Employees can identify themselves as stakeholders in the organisation. This is shown in their reaction when their ideas are being listened to, combined with opportunity to think through challenges and solve them. This strategy is in line with early thinkers such as Maslow and many others who concluded that employee involvement will develop a more productive force. Involving employees in organisational policy-making will enhance employee motivation and commitment. There is nothing so enriching as your superiors believing in you.
Career development is a primary concern for most employees. Training should be given to people whose inadequacies show in their evaluation.” Lack of training affects job satisfaction. It is really demoralising for an employee to be unable to perform a duty due to a knowledge/skill gap about the particular task. Learning and employee development thus help retain employees and create organizational “stickiness.” Learning provides the new social glue. A learning environment is not only important for retaining employees; it is also critical for attracting talent. It is also recommended that the training methodologies be varied from time to time, using more formal and conventional training sessions which the employees will more readily appreciate.

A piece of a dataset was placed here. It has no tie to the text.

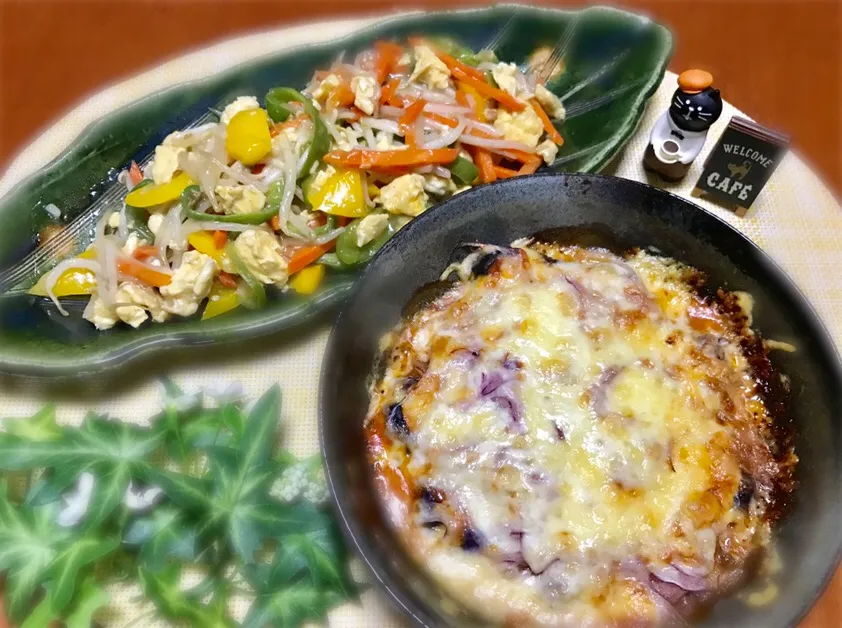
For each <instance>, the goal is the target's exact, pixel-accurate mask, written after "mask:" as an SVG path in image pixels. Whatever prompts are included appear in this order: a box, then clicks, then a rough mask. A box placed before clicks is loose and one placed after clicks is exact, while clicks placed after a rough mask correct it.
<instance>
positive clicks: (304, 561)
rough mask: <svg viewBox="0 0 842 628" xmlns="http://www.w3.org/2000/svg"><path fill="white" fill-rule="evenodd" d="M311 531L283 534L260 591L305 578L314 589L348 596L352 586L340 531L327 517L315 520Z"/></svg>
mask: <svg viewBox="0 0 842 628" xmlns="http://www.w3.org/2000/svg"><path fill="white" fill-rule="evenodd" d="M311 525H312V527H311V528H310V529H304V530H302V531H300V532H294V533H291V534H287V535H284V536H283V537H281V538H280V539H279V545H278V549H277V550H276V552H275V557H274V560H273V561H272V566H271V570H270V571H269V574H268V579H267V580H266V584H265V585H264V588H263V589H262V590H267V589H268V590H272V589H276V588H278V587H282V586H285V585H288V584H289V583H291V582H293V581H295V580H296V579H298V578H300V576H301V575H302V574H304V575H306V578H307V580H308V581H309V582H310V584H311V585H312V586H313V587H314V588H319V589H331V590H335V591H339V592H342V593H344V594H346V595H351V594H352V591H353V587H352V584H351V580H350V578H349V577H348V575H347V572H346V568H345V563H346V556H345V548H344V546H343V545H342V541H341V538H339V532H338V530H336V529H335V528H336V527H335V525H333V522H332V521H331V520H330V518H329V517H328V516H327V515H323V516H322V521H321V522H319V521H318V520H314V521H312V523H311Z"/></svg>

Decentralising the ‘power house’
Management must take a decision whether the time is now ripe to empower identified people to help carry the mantle. Decentralise the system of operation in order to facilitate the response time to issues. This will give employees the necessary power to operate. Next-generation employees do not want to wait 20 years before they get a piece of the decision making. They want to be partners in the enterprise now.
Provide information about industry specific remuneration packages
Companies should make available industry-specific salary surveys in order to give employees a realistic basis for comparison. If a deliberate effort is not made in giving employees an orientation as to what is happening in the industry, management would be leaving it to the grapevine to decide what is fair and what is not where the question of competitive salary is concerned. This will not auger well for the company as many of the employees may benchmark salaries from different industries and therefore, compare oranges to apples.

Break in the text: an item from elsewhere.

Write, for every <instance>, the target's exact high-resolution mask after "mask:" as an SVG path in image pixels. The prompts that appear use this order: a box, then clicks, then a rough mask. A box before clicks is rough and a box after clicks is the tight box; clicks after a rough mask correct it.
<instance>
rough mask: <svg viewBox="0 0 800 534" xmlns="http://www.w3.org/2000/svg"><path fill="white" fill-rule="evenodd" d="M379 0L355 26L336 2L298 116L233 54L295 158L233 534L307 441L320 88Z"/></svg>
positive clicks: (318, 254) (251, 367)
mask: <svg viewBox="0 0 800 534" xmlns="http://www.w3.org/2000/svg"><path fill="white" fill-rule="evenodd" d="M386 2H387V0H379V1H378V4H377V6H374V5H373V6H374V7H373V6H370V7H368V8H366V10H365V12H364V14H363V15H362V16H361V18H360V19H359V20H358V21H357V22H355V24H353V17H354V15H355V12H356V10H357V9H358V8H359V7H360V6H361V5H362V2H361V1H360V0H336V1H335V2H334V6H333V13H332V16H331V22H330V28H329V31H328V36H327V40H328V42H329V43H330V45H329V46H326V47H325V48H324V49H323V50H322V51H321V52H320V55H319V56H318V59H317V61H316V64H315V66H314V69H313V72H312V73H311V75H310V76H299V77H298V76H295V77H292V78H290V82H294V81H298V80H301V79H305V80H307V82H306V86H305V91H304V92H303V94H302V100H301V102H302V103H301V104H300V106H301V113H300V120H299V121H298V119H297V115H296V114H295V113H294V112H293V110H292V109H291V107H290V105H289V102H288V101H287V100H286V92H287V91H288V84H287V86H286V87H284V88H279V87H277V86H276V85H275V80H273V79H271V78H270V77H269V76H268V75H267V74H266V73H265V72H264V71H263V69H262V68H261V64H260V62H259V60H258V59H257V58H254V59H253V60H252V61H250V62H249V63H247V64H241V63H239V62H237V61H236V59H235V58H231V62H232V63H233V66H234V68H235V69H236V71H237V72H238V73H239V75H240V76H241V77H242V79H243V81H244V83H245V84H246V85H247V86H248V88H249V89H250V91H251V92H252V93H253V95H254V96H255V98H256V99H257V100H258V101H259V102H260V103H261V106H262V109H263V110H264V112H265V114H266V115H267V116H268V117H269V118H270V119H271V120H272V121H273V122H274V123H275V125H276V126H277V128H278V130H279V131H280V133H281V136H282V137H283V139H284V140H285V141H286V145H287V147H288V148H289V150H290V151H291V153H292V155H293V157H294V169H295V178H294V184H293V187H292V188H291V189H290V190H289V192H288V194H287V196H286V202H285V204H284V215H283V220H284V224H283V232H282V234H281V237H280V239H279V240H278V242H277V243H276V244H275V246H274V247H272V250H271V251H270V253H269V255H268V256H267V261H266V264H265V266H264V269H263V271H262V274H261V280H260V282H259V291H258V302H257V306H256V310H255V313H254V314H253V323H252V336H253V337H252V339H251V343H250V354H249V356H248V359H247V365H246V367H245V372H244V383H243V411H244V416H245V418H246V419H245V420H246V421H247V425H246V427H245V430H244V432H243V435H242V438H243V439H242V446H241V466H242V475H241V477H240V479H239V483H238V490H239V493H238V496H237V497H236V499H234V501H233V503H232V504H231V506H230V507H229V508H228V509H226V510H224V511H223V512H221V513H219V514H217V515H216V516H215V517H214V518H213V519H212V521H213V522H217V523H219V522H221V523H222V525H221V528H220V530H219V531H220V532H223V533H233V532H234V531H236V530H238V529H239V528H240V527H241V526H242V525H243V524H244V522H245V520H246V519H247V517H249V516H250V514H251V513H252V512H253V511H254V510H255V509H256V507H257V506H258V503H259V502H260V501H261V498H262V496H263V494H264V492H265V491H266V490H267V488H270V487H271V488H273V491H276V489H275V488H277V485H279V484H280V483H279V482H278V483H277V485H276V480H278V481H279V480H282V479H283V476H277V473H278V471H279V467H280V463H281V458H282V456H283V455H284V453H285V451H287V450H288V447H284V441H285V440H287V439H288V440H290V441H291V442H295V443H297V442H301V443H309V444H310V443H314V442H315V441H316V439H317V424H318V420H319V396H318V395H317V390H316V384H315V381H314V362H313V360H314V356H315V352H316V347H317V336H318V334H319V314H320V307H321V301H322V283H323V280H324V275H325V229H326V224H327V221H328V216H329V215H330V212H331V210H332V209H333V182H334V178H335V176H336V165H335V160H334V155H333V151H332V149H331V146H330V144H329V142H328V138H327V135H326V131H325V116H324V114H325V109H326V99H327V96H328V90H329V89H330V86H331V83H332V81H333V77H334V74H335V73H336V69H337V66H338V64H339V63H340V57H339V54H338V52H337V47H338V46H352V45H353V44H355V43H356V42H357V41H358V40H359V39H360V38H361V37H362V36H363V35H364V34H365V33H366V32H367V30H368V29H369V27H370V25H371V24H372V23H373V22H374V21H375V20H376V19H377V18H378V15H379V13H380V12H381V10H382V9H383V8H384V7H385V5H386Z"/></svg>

Get involved in re-recruiting employees
In the same way new employees are encouraged to come on board and the companies are presented to them as the right place to be, we should engage our high flyers in continuous discussions to find out their dreams and involve them constantly in such a way that their place of work continues to be attractive to them. Performance review systems can serve as a good channel to align employee goals with their current roles at the workplace. Using this method, a plan is put together with the employee, to support their dreams whilst performing their daily duties on the job. This allows the employee to put into perspective the company’s interest in their ambitions and the willingness to partner with them to achieve this.
I would like to summarise by throwing some light on 3 types of generational workers: Boomers, Gen X and Milleneials. Boomers with their years of experience are more adapted to hierarchy, valuing independence, loyalty and a formal management style. Gen X’ers, a sceptical but hard-working group very focused on upward mobility are loyal to themselves, and demand work-life flexibility. Millenials, the youngest group prefer to work collaboratively, expect to progress quickly in their careers but aren’t always in agreement with senior management on the path. They value innovation, are loyal within their peer group, value social interaction and see work as a means to an end. This group forms the majority in most corporate environments.
As we can see, these are a very dynamic group of people with varying expectations of what an ideal workplace should be and what may affect their decision on mobility. There is no best fit system to retain employees. We must first of all understand the people we work with, their needs, expectations and ambition. Only then can we offer a deliberate strategy to ensure that a winning team is put together for the maximum length of time feasible with the acceptance that no matter what you do, no matter how well employees are handled, they will leave at some point or other. There is, however, some separation that could be controlled or prevented, if handled with precision and with a plan that is kept varied.